Artificial Intelligence in Orthopedic Surgery: Current Applications, Challenges, and Future Directions
- PMID: 40567249
- PMCID: PMC12188104
- DOI: 10.1002/mco2.70260
Artificial Intelligence in Orthopedic Surgery: Current Applications, Challenges, and Future Directions
Abstract
Artificial intelligence (AI) drives transformative changes in orthopedic surgery, steering it toward precision and personalization through intelligent applications in preoperative planning, intraoperative assistance, and postoperative rehabilitation/monitoring.
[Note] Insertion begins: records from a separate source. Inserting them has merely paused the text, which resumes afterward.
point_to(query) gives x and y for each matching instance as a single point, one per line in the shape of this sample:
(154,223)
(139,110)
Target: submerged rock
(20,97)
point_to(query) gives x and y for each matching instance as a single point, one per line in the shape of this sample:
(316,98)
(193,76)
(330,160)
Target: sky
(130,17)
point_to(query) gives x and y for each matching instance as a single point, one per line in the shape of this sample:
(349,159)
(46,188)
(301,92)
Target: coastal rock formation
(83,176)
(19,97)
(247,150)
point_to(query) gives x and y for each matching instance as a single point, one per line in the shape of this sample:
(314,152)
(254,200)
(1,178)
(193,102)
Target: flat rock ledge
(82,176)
Breakthroughs in deep learning, robotics, and multimodal data fusion have enabled AI to demonstrate significant advantages. Nonetheless, current applications face challenges such as limited real-time decision autonomy, fragmented medical data silos, standardization gaps restricting model generalization, and ethical/regulatory frameworks lagging behind technological advancements. Therefore, a critical analysis of the current status of AI and the acceleration of its clinical translation is urgently required. This study systematically reviews the core advancements, challenges, and future directions of AI in orthopedic surgery from technical, clinical, and ethical perspectives. It elaborates on the "perceptual-decisional-executional" intelligent closed loop formed by algorithmic innovation and hardware upgrades, summarizes AI applications across surgical continuum, analyzes ethical and regulatory challenges, and explores emerging trajectories. This review integrates the end-to-end applications of AI in orthopedics, illustrating its evolution. It introduces an "algorithm-hardware-ethics trinity" framework for technical translation, providing methodological guidance for interdisciplinary collaboration. Additionally, it evaluates the combined efficacy of diverse algorithms and devices through practical cases and details of future research frontiers, aiming to inform researchers of current landscapes and guide subsequent investigations.
Keywords: artificial intelligence; deep learning; multimodal data fusion; orthopedic surgery; robot‐assisted surgery.
© 2025 The Author(s). MedComm published by Sichuan International Medical Exchange & Promotion Association (SCIMEA) and John Wiley & Sons Australia, Ltd.
Conflict of interest statement
The authors declare no conflicts of interest.